Neruda: un libro ‘peligroso’

Alejandro Querejeta Barceló

El libro más controversial de Pablo Neruda (1904-1973) sigue siendo, sin duda alguna, su enorme e intenso ‘Canto General’ (1950). Es una galaxia poética por la que navegan personajes, los ríos, las montañas, los mares, la flora y la fauna americanas, acontecimientos históricos, confesiones, personajes, sentimientos de naturaleza diferente, acres apreciaciones y recriminaciones, fuertes invectivas, pero también deslumbrantes dosis de dolor, de esperanza y amor.

Contra todos los pronósticos —a pesar de páginas apresuradas y excesivamente epocales que aparecen en algunas de sus secciones—, a más de medio siglo de su publicación el ‘Canto General’ puede leerse sin que se nos caiga de entre las manos. Mueve al interés, desafía con su propuesta espiritual, deslumbra y sobrecoge con su poderosa polifonía. Conserva intacto su talante adánico, o sea, el privilegio de haber nombrado por primera vez en la poesía de nuestro continente muchas de las cosas que le son características.

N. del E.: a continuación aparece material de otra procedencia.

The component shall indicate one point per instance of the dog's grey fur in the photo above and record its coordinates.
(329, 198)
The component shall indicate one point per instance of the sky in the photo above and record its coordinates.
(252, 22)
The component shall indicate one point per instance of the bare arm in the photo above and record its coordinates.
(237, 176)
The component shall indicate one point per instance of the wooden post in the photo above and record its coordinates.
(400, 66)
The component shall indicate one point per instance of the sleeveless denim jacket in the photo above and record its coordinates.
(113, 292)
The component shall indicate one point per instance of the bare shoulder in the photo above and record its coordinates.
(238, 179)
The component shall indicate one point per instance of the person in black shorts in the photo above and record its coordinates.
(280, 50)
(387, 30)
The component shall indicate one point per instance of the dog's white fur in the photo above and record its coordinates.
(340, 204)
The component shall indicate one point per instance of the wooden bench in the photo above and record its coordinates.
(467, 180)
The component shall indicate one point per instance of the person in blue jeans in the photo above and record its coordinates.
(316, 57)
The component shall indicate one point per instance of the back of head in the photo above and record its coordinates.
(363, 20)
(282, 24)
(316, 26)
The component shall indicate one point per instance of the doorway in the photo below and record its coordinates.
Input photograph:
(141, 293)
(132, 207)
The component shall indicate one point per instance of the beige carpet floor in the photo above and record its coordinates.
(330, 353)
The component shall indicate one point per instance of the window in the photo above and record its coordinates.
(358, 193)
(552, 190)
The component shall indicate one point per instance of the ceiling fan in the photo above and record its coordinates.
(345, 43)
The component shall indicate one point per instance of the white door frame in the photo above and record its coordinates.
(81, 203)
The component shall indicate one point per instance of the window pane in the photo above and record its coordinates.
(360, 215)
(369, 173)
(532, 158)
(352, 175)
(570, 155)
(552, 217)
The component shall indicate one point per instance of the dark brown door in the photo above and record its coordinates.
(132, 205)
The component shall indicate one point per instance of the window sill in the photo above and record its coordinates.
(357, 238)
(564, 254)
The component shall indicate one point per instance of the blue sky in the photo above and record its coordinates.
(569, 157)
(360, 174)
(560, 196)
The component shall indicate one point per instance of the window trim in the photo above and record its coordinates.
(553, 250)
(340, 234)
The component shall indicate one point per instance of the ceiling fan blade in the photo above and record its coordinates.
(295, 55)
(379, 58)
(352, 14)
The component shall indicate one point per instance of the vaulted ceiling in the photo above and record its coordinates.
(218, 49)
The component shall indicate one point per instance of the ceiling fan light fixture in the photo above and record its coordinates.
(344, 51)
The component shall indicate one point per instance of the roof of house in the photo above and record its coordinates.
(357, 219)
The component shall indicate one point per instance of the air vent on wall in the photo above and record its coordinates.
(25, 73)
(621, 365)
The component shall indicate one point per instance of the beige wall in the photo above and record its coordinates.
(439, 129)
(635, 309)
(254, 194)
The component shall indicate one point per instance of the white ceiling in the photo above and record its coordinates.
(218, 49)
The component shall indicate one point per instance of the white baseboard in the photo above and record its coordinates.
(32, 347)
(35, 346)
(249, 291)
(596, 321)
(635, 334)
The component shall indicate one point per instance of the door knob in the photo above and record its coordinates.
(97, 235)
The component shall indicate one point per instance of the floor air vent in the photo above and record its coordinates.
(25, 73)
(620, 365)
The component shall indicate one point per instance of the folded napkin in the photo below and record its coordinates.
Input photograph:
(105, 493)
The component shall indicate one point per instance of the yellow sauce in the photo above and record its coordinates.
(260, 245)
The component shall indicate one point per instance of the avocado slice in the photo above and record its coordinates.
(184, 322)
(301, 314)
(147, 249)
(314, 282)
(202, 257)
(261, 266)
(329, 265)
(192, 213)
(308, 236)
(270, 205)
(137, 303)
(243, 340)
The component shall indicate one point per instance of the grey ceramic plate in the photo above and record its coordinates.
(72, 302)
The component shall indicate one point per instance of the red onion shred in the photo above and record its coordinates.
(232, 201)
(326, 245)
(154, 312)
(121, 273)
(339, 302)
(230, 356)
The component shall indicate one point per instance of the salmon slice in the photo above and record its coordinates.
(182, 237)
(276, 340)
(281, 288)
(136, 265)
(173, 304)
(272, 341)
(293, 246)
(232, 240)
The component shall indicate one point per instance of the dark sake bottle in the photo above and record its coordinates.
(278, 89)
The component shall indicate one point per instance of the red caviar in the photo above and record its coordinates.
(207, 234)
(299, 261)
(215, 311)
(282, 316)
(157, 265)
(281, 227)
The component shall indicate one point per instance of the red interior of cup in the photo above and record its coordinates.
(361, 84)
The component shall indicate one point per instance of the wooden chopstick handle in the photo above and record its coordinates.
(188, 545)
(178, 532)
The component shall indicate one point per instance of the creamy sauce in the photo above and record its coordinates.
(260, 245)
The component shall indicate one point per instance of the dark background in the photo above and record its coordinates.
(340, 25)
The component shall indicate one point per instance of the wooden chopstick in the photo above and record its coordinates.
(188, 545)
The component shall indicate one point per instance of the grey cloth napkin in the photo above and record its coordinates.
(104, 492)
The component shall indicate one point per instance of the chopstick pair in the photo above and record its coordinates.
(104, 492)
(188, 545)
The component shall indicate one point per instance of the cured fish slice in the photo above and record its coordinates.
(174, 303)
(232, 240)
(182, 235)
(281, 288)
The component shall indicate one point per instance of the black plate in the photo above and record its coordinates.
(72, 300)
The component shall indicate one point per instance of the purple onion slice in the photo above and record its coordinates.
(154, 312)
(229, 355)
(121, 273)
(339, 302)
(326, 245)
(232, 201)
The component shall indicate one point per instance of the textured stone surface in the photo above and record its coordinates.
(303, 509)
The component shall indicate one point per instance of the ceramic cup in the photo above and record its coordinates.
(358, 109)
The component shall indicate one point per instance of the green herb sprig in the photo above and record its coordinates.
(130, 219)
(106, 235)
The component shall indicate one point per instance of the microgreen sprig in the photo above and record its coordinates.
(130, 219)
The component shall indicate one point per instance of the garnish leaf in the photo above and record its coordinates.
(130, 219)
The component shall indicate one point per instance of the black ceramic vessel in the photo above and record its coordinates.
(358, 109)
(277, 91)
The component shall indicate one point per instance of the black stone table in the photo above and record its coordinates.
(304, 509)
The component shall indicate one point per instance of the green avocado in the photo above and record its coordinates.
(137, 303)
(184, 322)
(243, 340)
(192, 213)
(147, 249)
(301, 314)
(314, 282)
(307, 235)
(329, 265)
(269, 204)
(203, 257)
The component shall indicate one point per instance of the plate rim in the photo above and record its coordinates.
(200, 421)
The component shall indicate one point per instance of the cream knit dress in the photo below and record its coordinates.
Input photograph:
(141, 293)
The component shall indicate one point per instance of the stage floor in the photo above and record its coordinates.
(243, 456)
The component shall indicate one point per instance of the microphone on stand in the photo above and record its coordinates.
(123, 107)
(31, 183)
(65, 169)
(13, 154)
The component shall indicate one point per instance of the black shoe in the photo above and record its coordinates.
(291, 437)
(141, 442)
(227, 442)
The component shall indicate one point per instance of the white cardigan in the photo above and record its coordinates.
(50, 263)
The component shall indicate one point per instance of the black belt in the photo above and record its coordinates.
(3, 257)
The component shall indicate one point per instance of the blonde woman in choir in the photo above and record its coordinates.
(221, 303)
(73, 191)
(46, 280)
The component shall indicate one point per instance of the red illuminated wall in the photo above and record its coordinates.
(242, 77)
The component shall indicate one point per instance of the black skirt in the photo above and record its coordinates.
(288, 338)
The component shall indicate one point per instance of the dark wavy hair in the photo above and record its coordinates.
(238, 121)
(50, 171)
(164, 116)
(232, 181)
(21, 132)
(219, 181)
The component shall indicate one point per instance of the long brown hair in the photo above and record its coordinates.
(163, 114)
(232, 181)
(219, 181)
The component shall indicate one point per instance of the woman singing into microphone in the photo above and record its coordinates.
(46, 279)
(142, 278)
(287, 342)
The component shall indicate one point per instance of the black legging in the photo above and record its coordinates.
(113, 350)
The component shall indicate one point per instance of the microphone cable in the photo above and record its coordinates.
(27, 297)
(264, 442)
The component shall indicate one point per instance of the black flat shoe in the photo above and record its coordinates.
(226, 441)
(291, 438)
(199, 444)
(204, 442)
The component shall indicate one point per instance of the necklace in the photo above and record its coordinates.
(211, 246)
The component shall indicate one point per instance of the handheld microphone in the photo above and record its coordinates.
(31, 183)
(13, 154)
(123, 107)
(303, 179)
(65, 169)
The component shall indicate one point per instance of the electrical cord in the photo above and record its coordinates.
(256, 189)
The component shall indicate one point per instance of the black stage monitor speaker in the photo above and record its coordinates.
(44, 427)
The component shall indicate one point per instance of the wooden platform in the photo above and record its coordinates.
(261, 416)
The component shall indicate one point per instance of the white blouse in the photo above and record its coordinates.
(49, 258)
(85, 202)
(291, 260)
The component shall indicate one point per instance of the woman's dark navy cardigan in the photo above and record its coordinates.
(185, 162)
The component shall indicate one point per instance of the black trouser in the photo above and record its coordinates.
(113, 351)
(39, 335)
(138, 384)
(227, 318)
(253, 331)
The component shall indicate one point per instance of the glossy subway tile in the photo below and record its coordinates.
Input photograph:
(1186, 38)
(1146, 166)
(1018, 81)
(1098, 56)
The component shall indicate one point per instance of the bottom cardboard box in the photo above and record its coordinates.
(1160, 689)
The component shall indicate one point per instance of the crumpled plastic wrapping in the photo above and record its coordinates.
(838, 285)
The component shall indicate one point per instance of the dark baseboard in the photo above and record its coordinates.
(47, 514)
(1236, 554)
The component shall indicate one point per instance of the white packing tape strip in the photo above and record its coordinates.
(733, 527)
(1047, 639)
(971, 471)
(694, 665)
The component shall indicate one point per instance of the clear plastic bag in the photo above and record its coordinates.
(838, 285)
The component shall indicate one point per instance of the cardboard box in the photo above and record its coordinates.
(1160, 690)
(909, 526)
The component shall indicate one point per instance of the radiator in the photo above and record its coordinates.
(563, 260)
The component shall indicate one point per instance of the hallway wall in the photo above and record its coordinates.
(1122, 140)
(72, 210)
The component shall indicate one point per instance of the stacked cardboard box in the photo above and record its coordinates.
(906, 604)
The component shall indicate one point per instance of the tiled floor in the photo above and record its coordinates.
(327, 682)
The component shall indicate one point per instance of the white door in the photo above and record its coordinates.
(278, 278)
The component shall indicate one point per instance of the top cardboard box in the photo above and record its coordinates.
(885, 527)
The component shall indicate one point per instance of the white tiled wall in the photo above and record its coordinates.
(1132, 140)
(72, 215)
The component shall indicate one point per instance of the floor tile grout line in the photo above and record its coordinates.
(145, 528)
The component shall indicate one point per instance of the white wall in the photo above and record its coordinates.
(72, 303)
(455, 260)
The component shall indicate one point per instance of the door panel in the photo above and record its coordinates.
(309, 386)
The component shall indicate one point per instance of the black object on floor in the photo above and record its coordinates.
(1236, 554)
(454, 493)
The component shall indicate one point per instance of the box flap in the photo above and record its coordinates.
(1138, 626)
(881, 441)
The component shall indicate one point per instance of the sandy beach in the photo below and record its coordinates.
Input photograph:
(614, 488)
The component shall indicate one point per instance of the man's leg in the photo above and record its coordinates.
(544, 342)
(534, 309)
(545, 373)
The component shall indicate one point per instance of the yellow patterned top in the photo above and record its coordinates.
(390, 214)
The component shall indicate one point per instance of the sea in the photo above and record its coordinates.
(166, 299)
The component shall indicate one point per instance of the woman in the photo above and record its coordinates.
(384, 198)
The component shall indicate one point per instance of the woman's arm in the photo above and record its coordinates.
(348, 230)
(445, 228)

‘Canto General’ es el gran libro latinoamericano del antes y el después. En una palabra, un libro epónimo. Y eso es decir bastante sobre un poemario en principio de inspiración política y, por tanto, eminentemente circunstancial.

Hace más de cuarenta años, mi padre me llevó a un teatro de Santiago de Cuba, a un acto en donde se presentaría un poeta chileno junto a Nicolás Guillén. Supongo que era de mañana, mi memoria se vuelve imprecisa al respecto. Quien sí quedó en ella como una imagen indeleble fue la figura de un hombre parecido a un tapir o un oso torpe, con voz cascada de agonizante extrañamente saludable —«tono monocorde de monje recitando letanías», según recuerda su traductor francés Claude Couffon—, los ojos como acabados de dormir durante un invierno y una nariz de pimiento: Pablo Neruda, el poeta chileno que con sus versos y su presencia quería solidarizarse con la revolución que vivíamos en la Isla.

Ese día leyó un largo poema que luego, ya adulto, identifiqué como su célebre ‘Alturas de Macchu Pichu’. Todo ocurrió en uno de los mayores teatros de la ciudad, repleto de obreros, especialmente braceros del puerto, de donde pasado el tiempo fui ya hombre con mi esposa a oír deslumbrado y nostálgico la Novena Sinfonía de Beethoven. Una nostalgia de raíz nerudiana, sin duda, que me acompaña desde aquel día memorable de mi entrada a la adolescencia.